RESULTS: Comparing 548 trial participants and 1070 NKBC cases, there were no significant differences in age, tumor characteristics, breast surgery, or adjuvant treatment. Only the mean number of sentinel lymph nodes with micrometastasis per individual was lower in trial participants than in register cases (1.06 vs. 1.09, p = 0.037).
CONCLUSIONS: Patients included in the SENOMIC trial are acceptably representative of the Swedish breast cancer target population. There were some minor divergences between trial participants and the NKBC population, but taking these into consideration, upcoming trial outcomes should be generalizable to breast cancer patients with micrometastases in their sentinel lymph node biopsy.

Introduction

Sentinel lymph node biopsy (SLN biopsy) is the standard axillary staging procedure in breast cancer and in SLN-negative patients, completion axillary lymph node dissection (ALND) is omitted without compromising oncological safety [1-4]. An increasing number of publications suggest that completion ALND may be omitted also in case of limited nodal metastasis [5-9]. The randomized ACOSOG Z0011 and IBCSG 23-01 trials found no survival benefit in SLN-positive patients who had completion ALND compared with those who had SLN biopsy only [10-12]. This had a major impact on clinical practice: In many countries, completion ALND is today omitted in patients with breast-conserving surgery and micrometastases (≤ 2 mm) or fewer than two macrometastases (> 2 mm) in their SLN.

However, the generalizability of results has been questioned [13-16]. Both ACOSOG Z0011 and IBCSG 23-01 closed early due to slow accrual and low event rates, and the majority of included patients had favorable prognostic tumor characteristics [17, 18]. Furthermore, very few patients with a mastectomy were included.

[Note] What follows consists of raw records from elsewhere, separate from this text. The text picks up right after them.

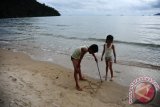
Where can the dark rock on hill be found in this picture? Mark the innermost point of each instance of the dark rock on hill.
(25, 8)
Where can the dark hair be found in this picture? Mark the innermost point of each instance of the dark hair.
(109, 38)
(94, 48)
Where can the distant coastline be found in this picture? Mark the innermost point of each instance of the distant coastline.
(158, 14)
(25, 8)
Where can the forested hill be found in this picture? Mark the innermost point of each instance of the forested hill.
(158, 14)
(25, 8)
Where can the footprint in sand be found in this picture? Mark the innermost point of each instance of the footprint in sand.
(117, 71)
(1, 101)
(13, 79)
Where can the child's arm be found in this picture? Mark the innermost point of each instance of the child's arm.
(83, 51)
(114, 52)
(103, 53)
(95, 57)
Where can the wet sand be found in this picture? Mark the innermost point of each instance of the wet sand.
(29, 83)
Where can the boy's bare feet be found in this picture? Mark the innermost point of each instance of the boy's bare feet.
(105, 78)
(82, 79)
(111, 79)
(78, 88)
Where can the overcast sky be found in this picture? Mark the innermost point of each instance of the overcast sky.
(104, 7)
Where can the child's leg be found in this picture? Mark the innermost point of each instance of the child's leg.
(111, 70)
(106, 70)
(80, 75)
(76, 72)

The tendency to select the healthiest patients in clinical trials has been discussed in a review by Ford and Norrie in 2016 [19]. The authors propose the concept of pragmatic trials in order to increase external validity. This includes, e.g., broadening inclusion criteria, striving to acquire a study population that is as close as possible to the clinical practice population to whom the trial results will be applied to in the end.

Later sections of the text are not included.